La soluzione della Corte di legittimità
La suprema Corte, con l’ordinanza in argomento, afferma la piena legittimità dell’avviso di liquidazione emesso dall’Agenzia, evidenziando che “l’esigenza di tenere distinte, ai fini dell’applicazione dell’imposta di registro, le varie statuizioni della medesima sentenza - in quanto riferibili a distinti rapporti giuridici, in via originaria e successiva - risiede peraltro nella stessa logica interna dello specifico presupposto impositivo, come descritto dagli artt. 1 e 7 del D.P.R. 26 aprile 1986 n. 131, che deve essere individuato, non nell’atto considerato in sé, quale mero documento, ma nell’atto giuridico avente contenuto economico, in quanto considerato nella sua idoneità a produrre ricchezza e, dunque, sintomo di capacità contributiva”, nel caso concreto, l’autonomia dei titoli fondanti i separati capi di condanna al risarcimento del danno extracontrattuale (la legge) ed alla manleva (il contratto di assicurazione) ne escludeva la derivazione dalla medesima causa debendi ai fini della liquidazione unitaria dell’imposta di registro”.
 
Brevi osservazioni
L’articolo 21 del Testo unico del Registro stabilisce che, se un atto non contiene più disposizioni che non derivano necessariamente – per la loro intrinseca natura – le une dalle altre, ciascuna di esse è soggetta a imposta come fosse un atto distinto.
Ne discende che, nei casi in cui l’evento storico-materiale che ha originato le domande proposte nella stessa causa e le correlate condanne sia il medesimo, comunque diversi sono i rapporti giuridici che sottendono quelle azioni e quindi il fondamento delle statuizioni che le hanno accolte.
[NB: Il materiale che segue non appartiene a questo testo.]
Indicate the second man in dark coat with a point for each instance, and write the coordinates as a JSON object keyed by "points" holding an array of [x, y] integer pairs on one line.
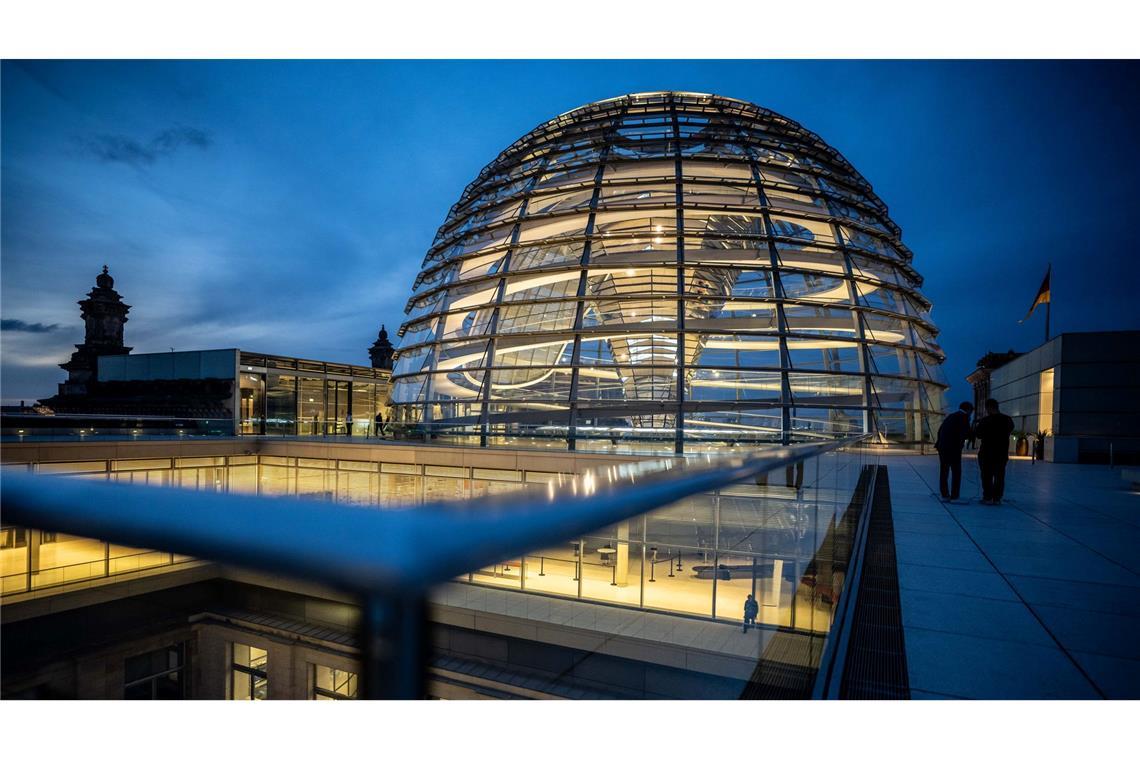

I capi del provvedimento giurisdizionale non derivano per loro natura intrinseca gli uni dagli altri, come si verificherebbe in ipotesi di condanna emessa contro più soggetti solidalmente obbligati al risarcimento del danno.
Nel caso in esame, ognuno dei destinatari subisce la condanna per titolo proprio. In una ipotesi trattasi di azione diretta, nell’altro caso di azione di rivalsa. Non esiste, perciò, tra la causa principale e la causa dipendente un rapporto di stretta derivazione giuridica tale da consentire la propagazione degli effetti della pronunzia emessa nella prima nell’ambito dell’altra (contesto, questo, proprio del litisconsorzio necessario), perché tra azione di condanna e azione di rivalsa verso il terzo chiamato esiste solo una sequenza processuale, ancorché consequenziale, che lascia immutate le rispettive posizioni confluite in unico procedimento per ragioni di economia processuale e di riequilibrio degli interessi lesi.
 
In caso di litisconsorzio facoltativo, quale quello in argomento, pur nell’identità delle questioni, permane l’autonomia dei rispettivi titoli, dei rapporti giuridici e delle singole causae petendi, con la conseguenza che esse, per loro natura scindibili, restano distinte e autonomamente tassabili.
Sul punto, stabile è l’orientamento della suprema Corte (cfr Cassazione, sentenza n. 7113/2008) secondo cui l’imposta non colpisce la sentenza in quanto tale, ma il rapporto o i rapporti in essa racchiusi.
Tale criterio infatti è già stato applicato in altre analoghe fattispecie. In questi casi è stato precisato che, al fine di ritenere necessariamente connesse e derivanti l’una dall’altra più statuizioni contenute in uno stesso provvedimento giudiziario, ciò che occorre, in virtù dell’articolo 21, comma 2, del Dpr n. 131/1986 (norma eccezionale e di stretta interpretazione), è che non si possa concepire l’esistenza dell’una senza prescindere dall’altra, configurandosi una connessione oggettiva per volontà della legge o per l’intrinseca natura delle diverse statuizioni. Non rileva, invece, l’esistenza dì una mera connessione soggettiva per volontà delle parti o di natura occasionale rimanendo in tal caso le disposizioni soggette separatamente a imposta (ai sensi della regola generale recata dal citato articolo 21, comma 1), come se ciascuna fosse un atto distinto (cfr Cassazione, sentenza n. 10789/2004).
In definitiva, alla luce degli orientamenti giurisprudenziali esposti, si può affermare che l’eterogeneità delle fonti obbligatorie, al di là della comunanza del titolo giudiziale che contiene le distinte statuizioni di condanna, esclude a monte che si possa configurare una duplicazione di tassazione in relazione allo stesso presupposto impositivo.